Africa should speed up actions to foster job-relevant digital skills for the youth

Africa YouthAfrican governments need to invest in digital skills to unlock youth’s potential and access to new jobs. (Image source: IICD/Flickr)The African Forum on Youth Skills and Enterprises in the Digital Age in April has made a major recommendation to ensure that Africa’s youth have the relevant, appropriate digital skills from a very early age as they prepare for the jobs of the future

During the event, African governments and major stakeholders agreed to:

· Foster and implement appropriate policies to integrate digital skills, 21st Century skills and science, technology, engineering and mathematics in the African education and training systems.

· Establish technological partnerships to fill the skills gap in jobs requiring advanced ICT competencies such as coding, artificial intelligence, machine learning and robotics and cybersecurity, among others.
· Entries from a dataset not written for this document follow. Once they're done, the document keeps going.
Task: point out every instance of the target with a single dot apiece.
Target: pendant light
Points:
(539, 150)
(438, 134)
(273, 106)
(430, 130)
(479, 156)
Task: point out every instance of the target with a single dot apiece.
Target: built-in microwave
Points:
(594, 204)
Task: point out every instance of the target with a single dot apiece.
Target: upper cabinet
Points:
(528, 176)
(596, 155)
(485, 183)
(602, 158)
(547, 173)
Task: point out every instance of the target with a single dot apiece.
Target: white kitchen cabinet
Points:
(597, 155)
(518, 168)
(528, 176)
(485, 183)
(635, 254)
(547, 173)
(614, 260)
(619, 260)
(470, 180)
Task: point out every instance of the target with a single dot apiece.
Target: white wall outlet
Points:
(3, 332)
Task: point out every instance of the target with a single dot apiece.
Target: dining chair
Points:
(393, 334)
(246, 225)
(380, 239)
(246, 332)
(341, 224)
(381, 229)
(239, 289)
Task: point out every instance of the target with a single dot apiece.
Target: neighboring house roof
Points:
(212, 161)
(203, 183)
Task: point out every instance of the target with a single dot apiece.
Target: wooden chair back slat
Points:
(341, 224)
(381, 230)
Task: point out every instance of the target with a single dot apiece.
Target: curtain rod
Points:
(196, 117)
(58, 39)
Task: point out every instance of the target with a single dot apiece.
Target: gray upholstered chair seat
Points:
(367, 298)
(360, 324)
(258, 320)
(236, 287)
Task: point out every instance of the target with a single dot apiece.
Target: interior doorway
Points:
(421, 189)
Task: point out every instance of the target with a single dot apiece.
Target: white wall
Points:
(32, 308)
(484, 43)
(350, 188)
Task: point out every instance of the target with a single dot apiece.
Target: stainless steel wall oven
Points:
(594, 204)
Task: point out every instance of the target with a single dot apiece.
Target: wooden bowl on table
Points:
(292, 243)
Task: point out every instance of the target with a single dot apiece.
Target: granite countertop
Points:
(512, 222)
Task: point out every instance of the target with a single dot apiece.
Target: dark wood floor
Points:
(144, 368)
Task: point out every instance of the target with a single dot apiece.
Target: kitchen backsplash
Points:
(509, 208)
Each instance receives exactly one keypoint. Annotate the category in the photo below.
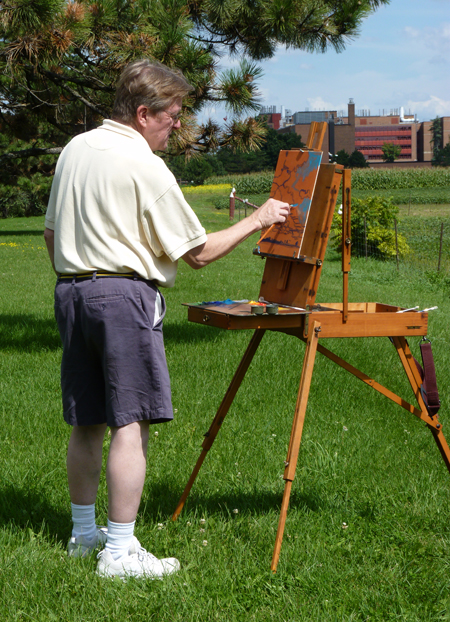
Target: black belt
(92, 276)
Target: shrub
(372, 228)
(253, 183)
(388, 179)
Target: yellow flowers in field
(206, 188)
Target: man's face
(157, 128)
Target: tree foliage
(390, 152)
(441, 154)
(354, 160)
(60, 59)
(372, 229)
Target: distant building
(365, 132)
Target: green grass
(363, 461)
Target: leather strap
(428, 374)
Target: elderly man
(116, 225)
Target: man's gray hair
(147, 83)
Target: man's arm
(223, 242)
(49, 237)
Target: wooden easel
(292, 284)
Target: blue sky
(401, 58)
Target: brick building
(368, 133)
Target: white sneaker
(82, 547)
(138, 563)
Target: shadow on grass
(26, 509)
(36, 232)
(189, 332)
(27, 333)
(160, 501)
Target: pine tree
(60, 59)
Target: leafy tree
(341, 157)
(443, 156)
(372, 228)
(357, 160)
(391, 152)
(436, 139)
(354, 160)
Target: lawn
(367, 534)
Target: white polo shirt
(115, 207)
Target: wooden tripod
(293, 283)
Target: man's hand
(220, 243)
(271, 212)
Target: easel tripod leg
(221, 413)
(296, 434)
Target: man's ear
(142, 114)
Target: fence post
(396, 241)
(232, 203)
(365, 236)
(440, 246)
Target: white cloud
(317, 103)
(432, 107)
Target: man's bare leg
(125, 470)
(84, 462)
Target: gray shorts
(113, 368)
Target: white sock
(120, 536)
(83, 517)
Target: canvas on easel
(294, 182)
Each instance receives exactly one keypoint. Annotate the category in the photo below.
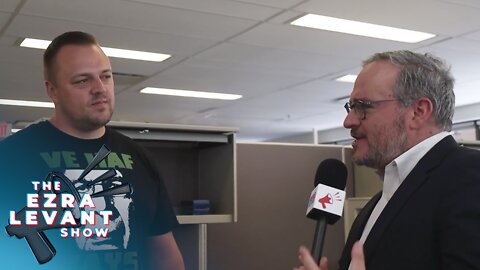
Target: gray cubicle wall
(274, 182)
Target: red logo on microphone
(329, 199)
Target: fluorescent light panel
(347, 78)
(189, 93)
(26, 103)
(361, 28)
(112, 52)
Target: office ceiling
(285, 73)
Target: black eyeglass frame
(360, 107)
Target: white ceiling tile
(138, 16)
(9, 5)
(220, 7)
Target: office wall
(274, 182)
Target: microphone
(325, 204)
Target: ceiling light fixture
(361, 28)
(350, 78)
(189, 93)
(27, 103)
(112, 52)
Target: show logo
(60, 203)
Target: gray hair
(422, 75)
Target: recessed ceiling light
(189, 93)
(361, 28)
(347, 78)
(26, 103)
(112, 52)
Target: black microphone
(326, 200)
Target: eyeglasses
(360, 107)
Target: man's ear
(51, 91)
(422, 110)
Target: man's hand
(308, 263)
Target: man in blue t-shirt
(79, 81)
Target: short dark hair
(68, 38)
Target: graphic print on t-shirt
(120, 205)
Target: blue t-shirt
(139, 206)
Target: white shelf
(204, 219)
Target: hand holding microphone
(326, 200)
(326, 206)
(308, 263)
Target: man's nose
(351, 120)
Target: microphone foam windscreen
(331, 172)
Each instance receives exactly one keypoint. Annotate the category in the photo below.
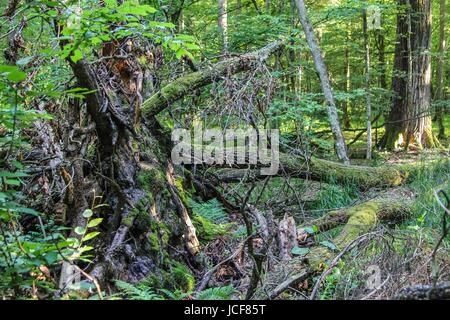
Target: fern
(133, 292)
(217, 293)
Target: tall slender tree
(223, 23)
(368, 97)
(321, 68)
(409, 119)
(440, 69)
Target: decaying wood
(185, 84)
(363, 219)
(363, 177)
(425, 292)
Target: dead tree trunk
(409, 120)
(440, 70)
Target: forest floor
(400, 254)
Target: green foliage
(209, 219)
(135, 292)
(178, 281)
(332, 196)
(217, 293)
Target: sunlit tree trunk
(346, 104)
(409, 120)
(223, 24)
(368, 93)
(333, 117)
(440, 71)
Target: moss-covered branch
(361, 219)
(365, 177)
(195, 80)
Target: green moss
(151, 179)
(207, 230)
(158, 235)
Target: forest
(224, 150)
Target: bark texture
(321, 68)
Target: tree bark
(409, 120)
(440, 70)
(333, 117)
(368, 93)
(195, 80)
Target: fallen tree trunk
(364, 177)
(425, 292)
(385, 207)
(195, 80)
(362, 218)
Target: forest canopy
(230, 149)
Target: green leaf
(300, 251)
(94, 222)
(329, 245)
(90, 235)
(88, 213)
(76, 56)
(7, 68)
(311, 229)
(24, 61)
(16, 76)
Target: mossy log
(364, 177)
(183, 85)
(359, 220)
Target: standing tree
(409, 119)
(368, 101)
(333, 117)
(440, 71)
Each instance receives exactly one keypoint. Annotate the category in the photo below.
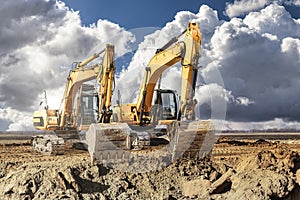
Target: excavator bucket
(108, 142)
(112, 142)
(192, 140)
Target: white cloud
(40, 39)
(242, 7)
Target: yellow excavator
(157, 113)
(82, 104)
(136, 125)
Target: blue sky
(141, 13)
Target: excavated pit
(235, 170)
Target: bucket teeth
(112, 142)
(193, 140)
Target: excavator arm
(50, 119)
(104, 74)
(188, 52)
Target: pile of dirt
(268, 174)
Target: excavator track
(48, 144)
(112, 142)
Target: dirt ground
(235, 170)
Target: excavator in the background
(157, 113)
(82, 104)
(136, 125)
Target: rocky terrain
(235, 170)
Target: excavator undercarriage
(166, 127)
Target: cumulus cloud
(242, 7)
(40, 39)
(257, 58)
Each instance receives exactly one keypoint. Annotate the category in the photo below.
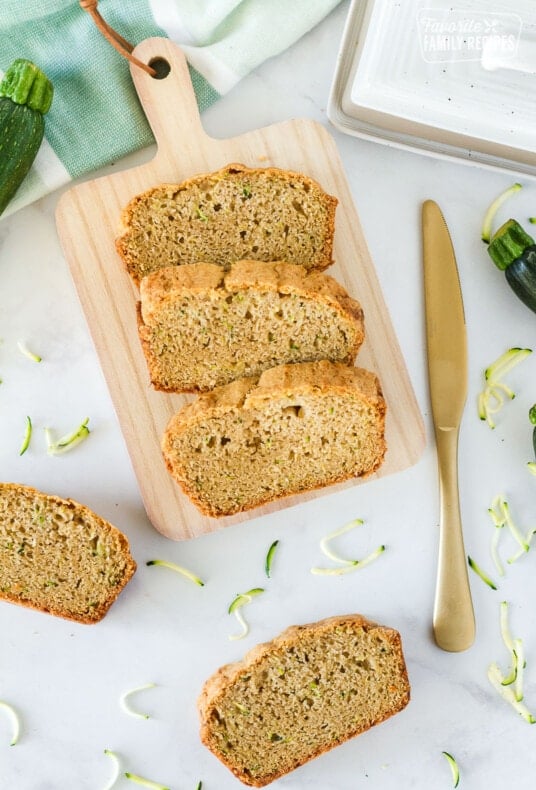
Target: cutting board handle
(169, 103)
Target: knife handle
(454, 619)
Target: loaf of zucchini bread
(294, 428)
(201, 326)
(58, 556)
(235, 213)
(310, 689)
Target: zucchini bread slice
(294, 428)
(201, 327)
(236, 213)
(58, 556)
(310, 689)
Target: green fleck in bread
(295, 428)
(234, 214)
(201, 327)
(59, 557)
(308, 690)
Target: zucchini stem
(493, 209)
(179, 569)
(234, 607)
(479, 572)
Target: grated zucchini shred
(491, 398)
(179, 569)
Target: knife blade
(453, 617)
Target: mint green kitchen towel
(95, 118)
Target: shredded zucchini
(123, 701)
(117, 768)
(139, 780)
(69, 441)
(348, 565)
(13, 715)
(491, 398)
(501, 516)
(27, 436)
(479, 572)
(509, 644)
(351, 565)
(496, 679)
(270, 558)
(492, 210)
(27, 353)
(453, 767)
(519, 652)
(357, 522)
(241, 600)
(179, 569)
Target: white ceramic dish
(457, 81)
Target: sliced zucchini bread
(294, 428)
(236, 213)
(201, 326)
(58, 556)
(310, 689)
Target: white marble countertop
(65, 679)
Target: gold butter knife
(453, 619)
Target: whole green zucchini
(25, 97)
(514, 252)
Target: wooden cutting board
(88, 221)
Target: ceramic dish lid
(447, 79)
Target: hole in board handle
(161, 66)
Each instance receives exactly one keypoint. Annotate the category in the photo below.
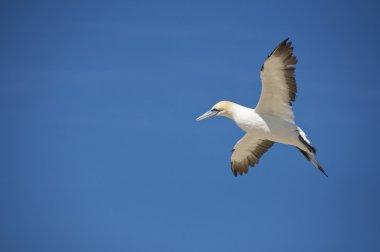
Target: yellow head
(222, 108)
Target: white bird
(273, 119)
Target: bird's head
(222, 108)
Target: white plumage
(273, 119)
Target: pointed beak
(207, 115)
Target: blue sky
(101, 151)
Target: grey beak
(207, 115)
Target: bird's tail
(311, 157)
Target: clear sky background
(100, 150)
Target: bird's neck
(236, 110)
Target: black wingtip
(322, 170)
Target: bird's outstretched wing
(278, 82)
(247, 152)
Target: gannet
(272, 121)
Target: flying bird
(273, 118)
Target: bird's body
(273, 119)
(265, 126)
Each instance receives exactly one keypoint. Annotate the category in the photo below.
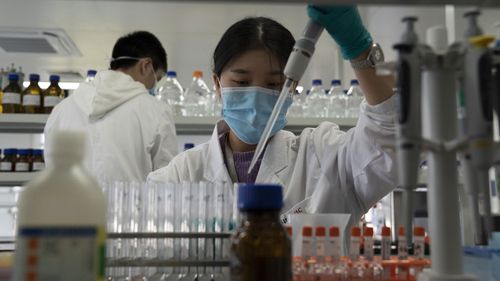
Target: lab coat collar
(273, 163)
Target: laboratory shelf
(22, 123)
(16, 179)
(34, 123)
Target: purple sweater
(242, 162)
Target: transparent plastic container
(355, 97)
(196, 96)
(169, 90)
(338, 105)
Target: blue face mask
(247, 109)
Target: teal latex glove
(345, 26)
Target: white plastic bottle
(316, 100)
(338, 106)
(196, 96)
(355, 97)
(170, 91)
(61, 224)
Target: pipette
(294, 69)
(409, 127)
(478, 125)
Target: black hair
(250, 34)
(139, 44)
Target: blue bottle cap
(13, 76)
(10, 151)
(34, 77)
(317, 82)
(54, 78)
(336, 82)
(23, 152)
(260, 197)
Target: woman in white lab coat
(323, 170)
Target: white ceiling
(189, 31)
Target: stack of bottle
(21, 160)
(32, 99)
(196, 100)
(321, 256)
(318, 102)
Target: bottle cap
(336, 82)
(334, 231)
(197, 73)
(401, 231)
(10, 151)
(419, 231)
(34, 77)
(356, 231)
(307, 231)
(386, 231)
(13, 77)
(54, 78)
(368, 232)
(320, 231)
(188, 145)
(317, 82)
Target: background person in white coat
(323, 170)
(130, 133)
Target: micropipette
(409, 127)
(294, 69)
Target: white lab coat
(323, 170)
(129, 132)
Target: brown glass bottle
(260, 248)
(8, 162)
(52, 95)
(23, 162)
(32, 96)
(37, 160)
(11, 100)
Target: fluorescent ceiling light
(63, 85)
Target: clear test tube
(193, 226)
(165, 223)
(203, 199)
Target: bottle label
(38, 166)
(60, 253)
(6, 167)
(11, 98)
(33, 100)
(22, 167)
(51, 101)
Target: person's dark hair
(140, 44)
(250, 34)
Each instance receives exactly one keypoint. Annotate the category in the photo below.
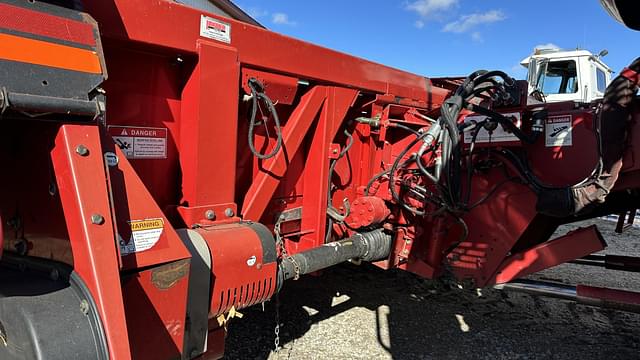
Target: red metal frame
(84, 194)
(168, 77)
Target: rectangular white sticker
(558, 131)
(140, 142)
(215, 29)
(497, 135)
(144, 235)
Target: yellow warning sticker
(140, 225)
(144, 235)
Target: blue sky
(449, 37)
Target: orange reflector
(38, 52)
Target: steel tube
(371, 246)
(588, 295)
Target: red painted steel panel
(83, 189)
(264, 49)
(209, 127)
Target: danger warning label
(140, 142)
(144, 235)
(215, 29)
(558, 131)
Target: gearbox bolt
(82, 150)
(97, 219)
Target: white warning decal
(140, 142)
(558, 131)
(144, 235)
(215, 29)
(499, 134)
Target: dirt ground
(366, 313)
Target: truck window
(560, 77)
(601, 80)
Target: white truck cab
(560, 75)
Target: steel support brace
(81, 178)
(272, 170)
(574, 245)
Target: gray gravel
(363, 312)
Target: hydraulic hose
(258, 94)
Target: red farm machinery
(164, 167)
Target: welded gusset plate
(51, 59)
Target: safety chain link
(284, 255)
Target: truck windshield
(559, 77)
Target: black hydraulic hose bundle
(445, 135)
(258, 94)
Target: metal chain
(283, 250)
(276, 331)
(283, 255)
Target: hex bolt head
(97, 219)
(82, 150)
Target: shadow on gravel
(364, 312)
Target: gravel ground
(366, 313)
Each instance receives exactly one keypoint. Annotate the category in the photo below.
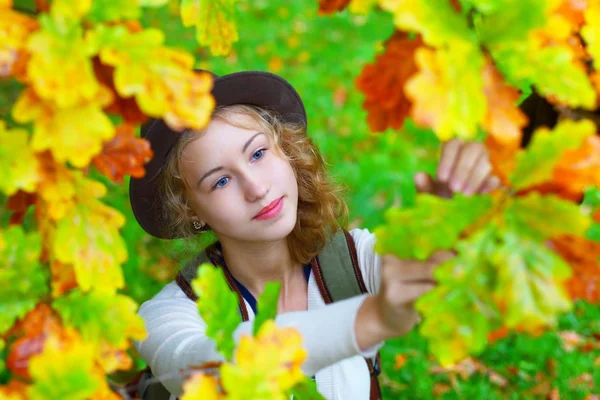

· Accelerate the use of ICT to offer all learners, especially girls and women, equal opportunity access to quality education.

· Spread the culture for eLearning.

· Promote technical and vocational education and training as an enabling pathway rather than as a sub-sector of last resort.

· Train teachers on digital skills and 21st century skills.

Organised by the government of Tunisia through its Ministry of Professional Training and Employment, the African Union, the Global E-Schools and Communities Initiative, the Association for the Development of Education in Africa and the United Nations’ Children Fund, strategic partners including JP.IK and the New Partnership for Africa's Development, the forum was sponsored by ACT and the Islamic Educational, Scientific and Cultural Organisation.

Nicholas Ouma, from the African Union’s Department of Human Resources, Science and Technology, stressed the importance for children to acquire ICT skills at an early age to gain advantages in thinking processing and communicating. Helping Africa’s youth be innovative will translate into critical dividends in nearly any profession, he explained.

On the way forward, Jerome Morrissey, CEO of the Global e-Schools and Communities Initiative, recommended planning for and investing in digital inclusion in all its dimensions to better address the skills gap and foster inclusive growth in Africa.

Speakers in each session emphasised the role of digital skills as the new core link between education and employment.

Odibeli Pamela Ejiro, Youth Ambassador for the Secondary Education in Africa Initiative, called on African governments to invest in digital skills to unlock youth’s potential and access to new jobs, which will further contribute to Africa’s development.

Faouzi Abderrahmane, minister of vocational training and employment of Tunisia, reminded all African dignitaries and development cooperation actors to free the rural community from digital illiteracy. “Innovation and creativity are linked to ICT. Africa can succeed and be a pioneer of this digital age especially through the facilitation of intra-African partnerships and collaborations.”